The defining feature of Jeffreys prior is that is invariant under monotonic transformations. This principle of invariance is one approach to non-informative priors that works well for single parameter priors. Multiparameter extensions are often less useful.

Example:

\[ \begin{aligned} Y | \theta &\sim \text{Poisson}(\theta)\\ p(\theta) &\propto \theta^{-1/2} \end{aligned} \]

  • Prove that \(p(\theta) \propto \theta^{-1/2}\) is the Jeffreys prior for the Poisson model above.

  • Assume you observe \(\{y_1,\ldots, y_n\}\). To what family of distributions does the posterior \(p(\theta|y_1,\ldots,y_n)\) belong? Note: you are assuming \(Y_i \sim \text{iid Poisson}(\theta)\). What are the parameters?

\[ \begin{aligned} I(\theta) = -E\left[\frac{\partial^2}{\partial\theta^2} \log p(Y|\theta) | \theta \right] &= -E\left[\frac{\partial^2}{\partial\theta^2} \left(y \log \theta -\theta - \log y! \right) | \theta\right]\\ &= E\left[ \frac{y}{\theta^2} | \theta\right]\\ &= \frac{1}{\theta} \end{aligned} \] Therefore, \(J(\theta) \propto \theta^{-1/2}\).

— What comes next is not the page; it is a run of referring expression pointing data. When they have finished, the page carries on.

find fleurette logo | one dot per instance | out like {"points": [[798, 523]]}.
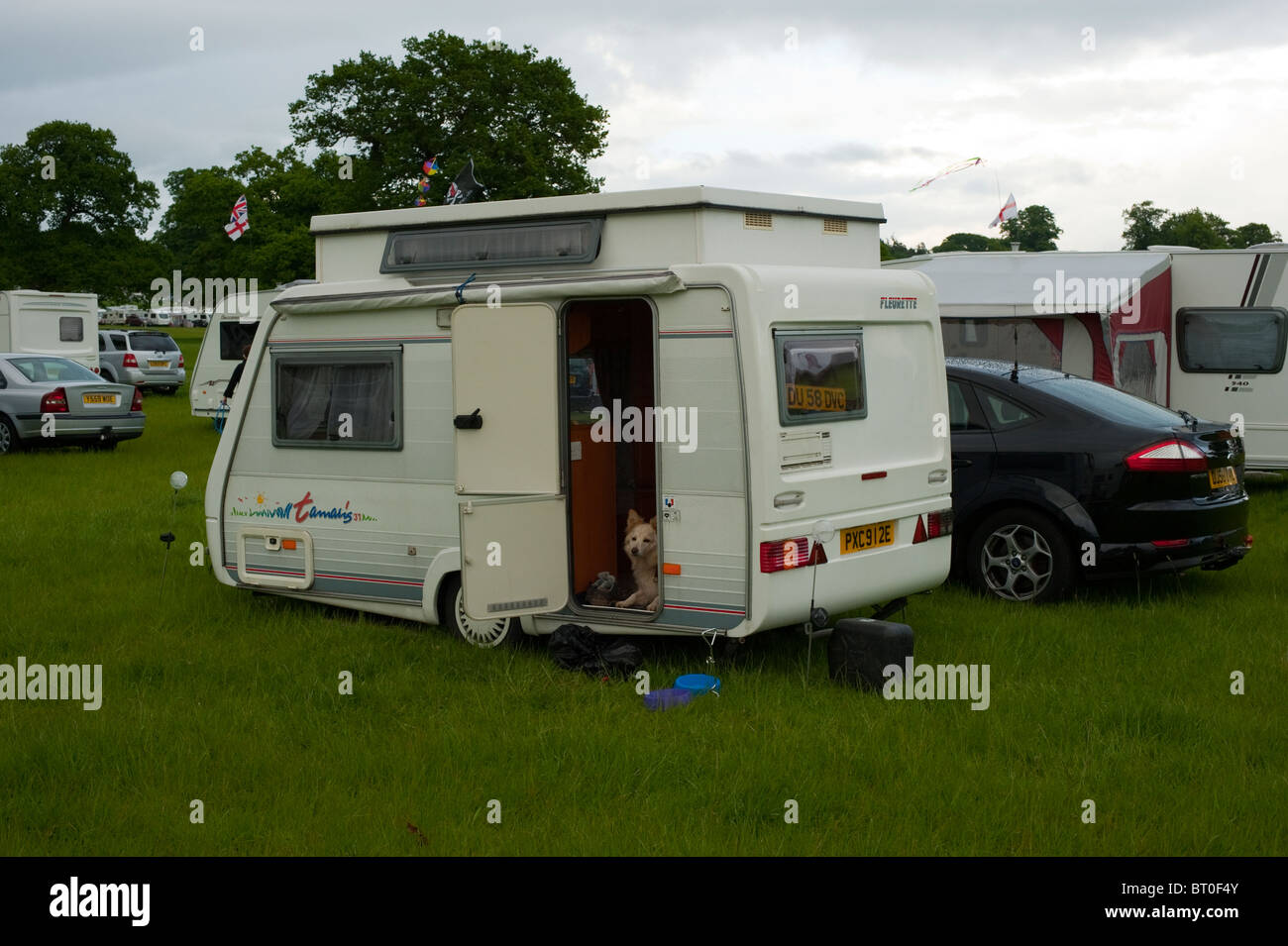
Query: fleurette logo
{"points": [[52, 683], [75, 898]]}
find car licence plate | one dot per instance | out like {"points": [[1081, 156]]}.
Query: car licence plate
{"points": [[1223, 476], [861, 538]]}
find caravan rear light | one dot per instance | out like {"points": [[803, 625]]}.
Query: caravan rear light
{"points": [[784, 554], [1170, 456], [932, 525], [54, 402]]}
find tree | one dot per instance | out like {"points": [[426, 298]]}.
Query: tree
{"points": [[1033, 228], [519, 117], [971, 242], [1142, 226]]}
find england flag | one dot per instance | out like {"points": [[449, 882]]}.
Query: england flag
{"points": [[240, 220]]}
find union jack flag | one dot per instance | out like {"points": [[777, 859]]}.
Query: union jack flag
{"points": [[240, 220]]}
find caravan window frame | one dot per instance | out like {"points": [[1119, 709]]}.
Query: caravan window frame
{"points": [[850, 332], [331, 356], [1183, 354]]}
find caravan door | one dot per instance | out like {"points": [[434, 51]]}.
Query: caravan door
{"points": [[506, 430]]}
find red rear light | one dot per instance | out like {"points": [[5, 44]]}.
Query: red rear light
{"points": [[54, 402], [1168, 456], [784, 554]]}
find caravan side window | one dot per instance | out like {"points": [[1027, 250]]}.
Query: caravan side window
{"points": [[820, 376], [346, 399], [1249, 341]]}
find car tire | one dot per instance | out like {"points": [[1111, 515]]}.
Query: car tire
{"points": [[482, 633], [1019, 555], [9, 442]]}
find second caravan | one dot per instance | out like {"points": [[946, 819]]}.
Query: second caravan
{"points": [[455, 424]]}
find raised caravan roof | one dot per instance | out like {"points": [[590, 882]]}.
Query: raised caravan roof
{"points": [[634, 229]]}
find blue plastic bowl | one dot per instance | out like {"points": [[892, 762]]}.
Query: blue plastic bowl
{"points": [[698, 683], [665, 699]]}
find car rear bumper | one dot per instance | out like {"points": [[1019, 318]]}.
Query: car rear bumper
{"points": [[1209, 553]]}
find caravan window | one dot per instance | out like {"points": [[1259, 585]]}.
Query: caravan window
{"points": [[71, 328], [1248, 341], [349, 399], [820, 376]]}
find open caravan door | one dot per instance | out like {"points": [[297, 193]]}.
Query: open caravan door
{"points": [[505, 395]]}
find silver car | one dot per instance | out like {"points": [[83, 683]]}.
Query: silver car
{"points": [[51, 402], [145, 360]]}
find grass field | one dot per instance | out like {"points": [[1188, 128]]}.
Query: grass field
{"points": [[215, 693]]}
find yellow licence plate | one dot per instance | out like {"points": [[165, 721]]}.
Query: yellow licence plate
{"points": [[1223, 476], [861, 538]]}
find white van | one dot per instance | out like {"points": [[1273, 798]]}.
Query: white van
{"points": [[454, 425], [1202, 331], [232, 327], [51, 323]]}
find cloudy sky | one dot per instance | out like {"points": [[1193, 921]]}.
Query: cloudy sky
{"points": [[1083, 107]]}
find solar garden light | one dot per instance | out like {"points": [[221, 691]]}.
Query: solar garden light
{"points": [[178, 480]]}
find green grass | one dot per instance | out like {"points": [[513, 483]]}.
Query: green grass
{"points": [[219, 695]]}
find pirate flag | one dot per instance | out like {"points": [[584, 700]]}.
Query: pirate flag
{"points": [[464, 187]]}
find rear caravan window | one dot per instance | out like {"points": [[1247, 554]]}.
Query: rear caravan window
{"points": [[820, 376], [338, 399], [1249, 341], [71, 328], [233, 336]]}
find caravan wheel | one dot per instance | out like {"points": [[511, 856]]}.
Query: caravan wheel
{"points": [[481, 633]]}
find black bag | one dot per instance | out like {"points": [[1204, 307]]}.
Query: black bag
{"points": [[578, 648]]}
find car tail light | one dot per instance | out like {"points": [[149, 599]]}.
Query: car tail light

  • Posterior is \(\text{gamma}(\sum y_i + \frac{1}{2}, n)\)

Examine the prior under re-parameterization.

Let \(\phi = \log \theta\). Then \(\log p(y | \phi) = y \phi - e^\phi + \log y!\).

\[ \begin{aligned} I(\phi) = -E\left[\frac{\partial^2}{\partial\phi^2} \log p(Y|\phi) | \phi \right] &= -E\left[ -e^\phi |\phi\right]\\ &= e^\phi \end{aligned} \] Therefore, \(J(\phi) \propto e^{\phi/2}\).

Separately, using the Jeffreys prior we obtained in \(\theta\), one can use the change of variables formula: \(p(\phi) = p(\theta) \left|\frac{d\theta}{d\phi}\right|\) to show that \(J(\phi) \propto e^{\phi/2}\).